Kanneganti’s research team focused on a selection of the most elevated cytokines in COVID-19 patients. They found that none of the cytokines can induce the death of innate immune cells.

 

These authors then tried 28 combinations of cytokines and found that only the combination of two cytokines induced a form of inflammatory cell death previously described by Kanneganti, namely PANoptosis. The two cytokines are tumor necrosis factor-alpha (TNF-α) and interferon-gamma (IFN-γ). PANoptosis is a unique type of cell death, which is characterized by the coordination of three different cell death pathways – pyroptosis, apoptosis, and necroptosis. PANoptosis triggers inflammation through cell death, which leads to the release of more cytokines and inflammatory molecules.

 

These authors found that blocking a single cell death pathway is not effective in preventing cell death caused by TNF-α and IFN-γ. By carefully observing the proteins that make up these pathways, they found that several proteins including caspase-8 and STAT1 are necessary for PANoptosis to respond to these cytokines.

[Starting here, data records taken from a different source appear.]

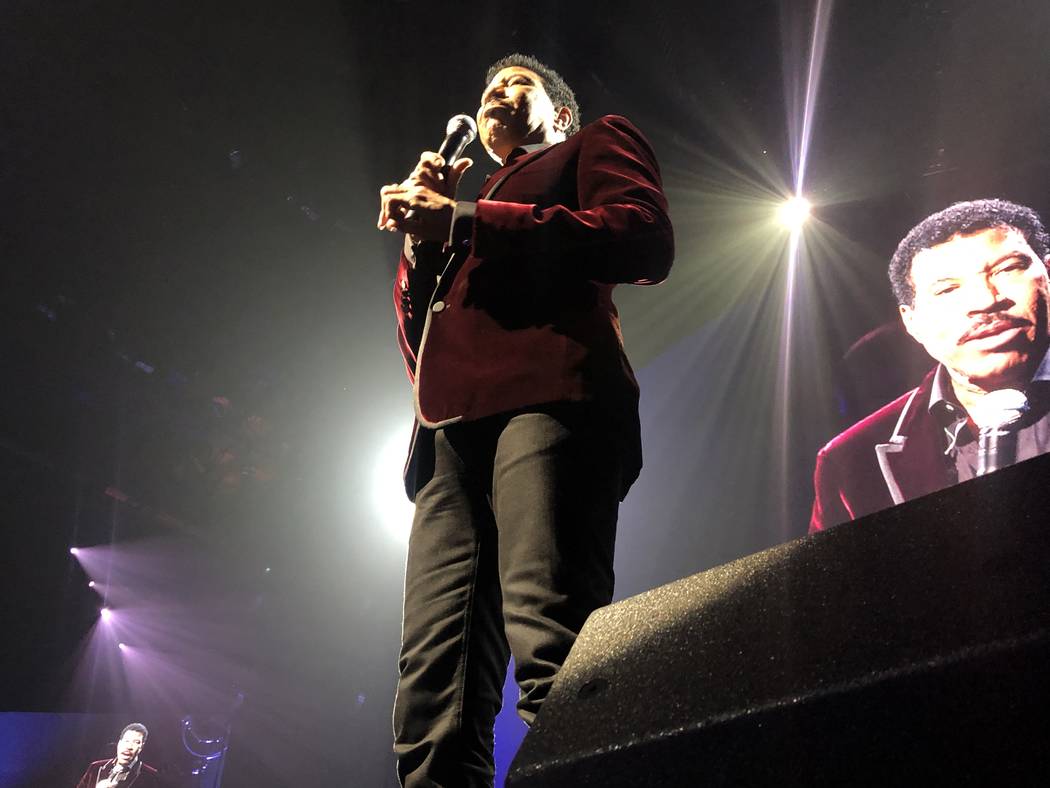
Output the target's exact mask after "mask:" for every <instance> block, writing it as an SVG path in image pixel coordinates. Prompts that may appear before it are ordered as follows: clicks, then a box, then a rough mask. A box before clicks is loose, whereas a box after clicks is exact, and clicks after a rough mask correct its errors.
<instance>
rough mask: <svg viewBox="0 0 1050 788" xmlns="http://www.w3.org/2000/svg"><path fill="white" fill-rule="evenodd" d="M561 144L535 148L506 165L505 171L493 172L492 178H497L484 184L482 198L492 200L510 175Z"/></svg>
mask: <svg viewBox="0 0 1050 788" xmlns="http://www.w3.org/2000/svg"><path fill="white" fill-rule="evenodd" d="M560 144H561V143H555V144H554V145H548V146H547V147H545V148H543V149H542V150H534V151H532V152H531V153H526V154H525V155H523V157H521V158H520V159H519V160H518V161H517V162H514V163H513V164H511V165H510V166H509V167H504V168H503V169H504V171H503V172H501V171H500V170H497V171H496V172H493V173H492V178H493V179H495V180H493V181H492V182H491V184H489V183H486V184H485V186H484V188H482V190H481V199H482V200H491V199H492V198H493V196H495V195H496V192H497V191H499V189H500V187H501V186H503V183H504V182H505V181H506V180H507V179H508V178H510V175H512V174H513V173H514V172H517V171H518V170H520V169H521V168H522V167H524V166H525V165H526V164H528V163H529V162H534V161H535V160H537V159H539V158H540V157H542V155H543V154H544V153H546V152H547V151H548V150H553V149H554V148H555V147H556V146H558V145H560Z"/></svg>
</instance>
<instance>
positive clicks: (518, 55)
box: [485, 53, 580, 137]
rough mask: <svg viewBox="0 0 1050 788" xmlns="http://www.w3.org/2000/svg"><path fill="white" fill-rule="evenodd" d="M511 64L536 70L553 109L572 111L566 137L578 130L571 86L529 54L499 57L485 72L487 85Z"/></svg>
mask: <svg viewBox="0 0 1050 788" xmlns="http://www.w3.org/2000/svg"><path fill="white" fill-rule="evenodd" d="M511 66H519V67H520V68H528V69H529V70H530V71H533V72H535V75H537V76H538V77H539V78H540V79H541V80H542V81H543V89H544V90H546V92H547V96H549V97H550V102H551V103H552V104H553V105H554V109H559V108H561V107H568V108H569V112H571V113H572V122H571V123H569V127H568V128H566V129H565V136H566V137H569V136H570V134H574V133H575V132H576V131H579V130H580V105H579V104H576V95H575V94H574V92H572V88H571V87H569V85H568V83H567V82H566V81H565V80H564V79H563V78H562V75H560V74H559V72H558V71H555V70H554V69H553V68H551V67H550V66H548V65H546V64H545V63H541V62H540V61H539V60H537V59H535V58H533V57H532V56H531V55H522V54H521V53H514V54H513V55H507V56H506V57H505V58H500V59H499V60H497V61H496V62H495V63H492V65H490V66H489V67H488V71H487V72H486V74H485V84H486V85H487V84H488V83H489V82H491V81H492V78H493V77H496V75H497V74H499V72H500V71H502V70H503V69H504V68H510V67H511Z"/></svg>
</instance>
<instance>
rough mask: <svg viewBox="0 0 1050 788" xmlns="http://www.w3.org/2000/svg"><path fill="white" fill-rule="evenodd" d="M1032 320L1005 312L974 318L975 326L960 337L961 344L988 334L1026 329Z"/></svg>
mask: <svg viewBox="0 0 1050 788" xmlns="http://www.w3.org/2000/svg"><path fill="white" fill-rule="evenodd" d="M1030 325H1031V320H1028V319H1026V318H1025V317H1018V316H1017V315H1013V314H1007V313H1004V312H992V313H991V314H985V315H981V316H980V317H976V318H974V320H973V324H972V325H971V326H970V327H969V328H968V329H967V330H966V331H965V332H964V333H963V335H962V336H960V337H959V344H960V345H961V344H963V343H965V341H969V340H970V339H975V338H979V337H981V336H983V335H985V334H988V333H997V332H1000V331H1007V330H1009V329H1012V328H1026V327H1028V326H1030Z"/></svg>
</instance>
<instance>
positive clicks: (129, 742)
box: [117, 730, 145, 766]
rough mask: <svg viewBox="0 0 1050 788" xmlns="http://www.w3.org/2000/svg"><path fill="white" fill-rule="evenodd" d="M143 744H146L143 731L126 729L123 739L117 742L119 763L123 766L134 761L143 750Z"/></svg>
mask: <svg viewBox="0 0 1050 788" xmlns="http://www.w3.org/2000/svg"><path fill="white" fill-rule="evenodd" d="M143 744H145V740H144V738H143V735H142V731H139V730H125V731H124V735H122V737H121V741H119V742H118V743H117V763H119V764H120V765H121V766H127V765H128V764H129V763H131V762H132V761H134V760H135V759H137V758H138V756H139V753H140V752H141V751H142V745H143Z"/></svg>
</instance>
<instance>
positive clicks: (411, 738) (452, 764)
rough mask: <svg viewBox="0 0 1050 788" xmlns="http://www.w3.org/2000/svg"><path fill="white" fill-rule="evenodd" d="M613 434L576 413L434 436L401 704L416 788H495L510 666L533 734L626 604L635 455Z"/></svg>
mask: <svg viewBox="0 0 1050 788" xmlns="http://www.w3.org/2000/svg"><path fill="white" fill-rule="evenodd" d="M610 432H611V431H610V430H609V429H608V428H606V427H605V426H604V424H603V423H602V422H601V420H600V419H596V418H595V417H594V416H593V414H592V412H591V411H590V410H589V409H587V408H585V407H583V406H564V407H556V408H549V409H544V410H542V411H532V412H526V413H516V414H511V415H504V416H497V417H490V418H486V419H483V420H479V421H474V422H467V423H457V424H453V426H450V427H447V428H444V429H441V430H438V431H437V432H436V434H435V435H434V439H435V462H434V474H433V477H432V478H430V479H429V480H428V481H427V482H426V483H425V484H424V485H423V486H422V488H421V489H420V491H419V493H418V494H417V496H416V515H415V518H414V520H413V525H412V535H411V537H409V540H408V560H407V566H406V573H405V592H404V622H403V630H402V644H401V657H400V661H399V668H400V678H399V681H398V690H397V699H396V701H395V704H394V733H395V747H394V750H395V753H396V755H397V760H398V776H399V779H400V781H401V784H402V785H403V786H405V788H423V787H424V786H428V787H432V786H442V787H443V788H465V787H470V788H474V787H475V786H490V785H491V784H492V776H493V771H495V769H493V759H492V725H493V723H495V720H496V716H497V713H498V712H499V710H500V706H501V702H502V689H503V681H504V679H505V677H506V669H507V662H508V659H509V656H510V655H511V654H512V655H513V657H514V664H516V671H514V679H516V681H517V682H518V685H519V688H520V700H519V703H518V712H519V714H520V716H521V718H522V719H523V720H524V721H525V722H526V723H529V724H531V722H532V720H533V719H534V718H535V713H537V711H538V710H539V708H540V704H541V703H542V702H543V700H544V698H545V697H546V696H547V692H548V690H549V689H550V685H551V683H552V682H553V679H554V673H555V672H556V671H558V669H559V668H560V667H561V666H562V664H563V663H564V661H565V658H566V657H567V656H568V652H569V649H570V648H571V646H572V643H573V641H574V640H575V637H576V635H579V633H580V629H581V628H582V627H583V624H584V621H585V620H586V619H587V617H588V616H589V615H590V613H591V611H592V610H594V609H595V608H596V607H600V606H602V605H606V604H608V603H609V602H610V601H611V600H612V588H613V568H612V557H613V545H614V541H615V530H616V513H617V509H618V504H619V494H621V458H619V457H621V455H619V451H618V444H617V441H616V440H615V438H614V436H613V435H611V434H610Z"/></svg>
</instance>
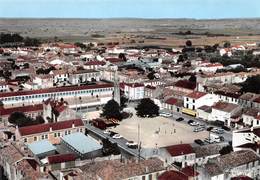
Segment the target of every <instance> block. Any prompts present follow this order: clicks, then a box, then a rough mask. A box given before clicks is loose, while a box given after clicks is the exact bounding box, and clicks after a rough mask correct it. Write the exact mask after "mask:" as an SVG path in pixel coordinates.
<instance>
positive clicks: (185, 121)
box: [165, 111, 232, 141]
mask: <svg viewBox="0 0 260 180" xmlns="http://www.w3.org/2000/svg"><path fill="white" fill-rule="evenodd" d="M165 112H166V111H165ZM179 117H182V118H183V119H184V121H181V123H184V124H187V123H188V121H189V120H193V121H196V122H198V123H200V124H204V125H205V126H206V127H216V128H219V127H217V126H214V125H212V124H209V123H207V122H206V121H204V120H201V119H198V118H195V117H192V116H188V115H185V114H180V113H172V117H169V118H171V119H173V120H176V119H177V118H179ZM187 126H188V124H187ZM220 136H223V137H224V139H225V141H232V131H224V133H223V134H220Z"/></svg>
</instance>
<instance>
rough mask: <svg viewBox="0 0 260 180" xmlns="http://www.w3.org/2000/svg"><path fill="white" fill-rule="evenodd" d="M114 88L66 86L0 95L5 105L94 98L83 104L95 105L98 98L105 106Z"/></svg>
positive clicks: (37, 102)
mask: <svg viewBox="0 0 260 180" xmlns="http://www.w3.org/2000/svg"><path fill="white" fill-rule="evenodd" d="M113 91H114V86H113V84H111V83H103V84H96V85H82V86H65V87H57V88H47V89H39V90H28V91H17V92H5V93H1V94H0V99H1V100H2V102H3V103H4V104H5V105H16V104H23V103H24V104H26V103H27V104H38V103H42V101H43V100H47V99H49V98H54V99H60V98H63V99H64V100H72V99H75V98H76V97H78V98H79V97H81V98H82V99H84V98H92V101H93V102H92V101H90V102H83V103H87V104H90V103H92V105H94V104H93V103H95V102H96V101H94V99H96V98H94V97H96V96H98V97H99V98H98V100H99V102H96V103H98V105H100V104H105V103H106V102H107V101H108V100H110V99H111V98H112V94H113Z"/></svg>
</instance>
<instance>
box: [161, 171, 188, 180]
mask: <svg viewBox="0 0 260 180" xmlns="http://www.w3.org/2000/svg"><path fill="white" fill-rule="evenodd" d="M158 180H188V176H186V175H185V174H183V173H181V172H179V171H174V170H171V171H165V172H164V173H162V174H161V175H160V176H159V177H158Z"/></svg>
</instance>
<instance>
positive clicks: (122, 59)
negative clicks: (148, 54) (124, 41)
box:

Removing these proteins can block PANoptosis in innate immune cells called macrophages.

 

 

Reusing the potential of TNF-α and IFN-γ blockers to treat COVID-19

 

Given that TNF-α and IFN-γ are produced during COVID-19 and cause the death of inflammatory cells, these authors question whether these cytokines are responsible for the clinical manifestations and fatal effects of the disease. They found that the combination of TNF-α and IFN-γ caused tissue damage and inflammation, which were similar to the symptoms of COVID-19, accompanied by rapid death.

 

At present, in clinical practice, neutralizing antibodies against TNF-α and IFN-γ are used to treat inflammatory diseases. The authors found that treatment with these antibodies can protect mice from deaths associated with SARS-CoV-2 infection, sepsis, HLH, and cytokine shock.

 

Kanneganti said, “These findings link TNF-α and IFN-γ-induced inflammatory cell death to COVID-19. These results also indicate that therapies for this combination of cytokines may not only target COVID-19 but also candidates for several other deadly diseases associated with cytokine storms.”

 

The first author of the paper Dr. Rajendra Karki added, “We are excited to connect these dots to understand how TNF-α and IFN-γ trigger PANoptosis. In fact, to understand how PANoptosis causes disease and death is essential to determine the treatment.”

 

Redefining the cytokine storm

 

Based on this basic research, Kanneganti and her colleagues proposed the definition of cytokine storm, placing cytokine-mediated inflammatory cell death through PANoptosis at the center of this process. These authors pointed out that PANoptosis will lead to the release of more cytokines and inflammatory molecules, thereby exacerbating systemic inflammation.

 

Kanneganti said, “By identifying the key factors responsible for initiating this process, we have solved an important link in the mystery of the cytokine storm and identified a unique combination therapy that uses existing drugs. These drugs have been used clinically.”

 

 

Reference

Rajendra Karki et al. Synergism of TNF-α and IFN-γ triggers inflammatory cell death, tissue damage, and mortality in SARS-CoV-2 infection and cytokine shock syndromes. Cell, 2020, doi:10.1016/j.cell.2020.11.025.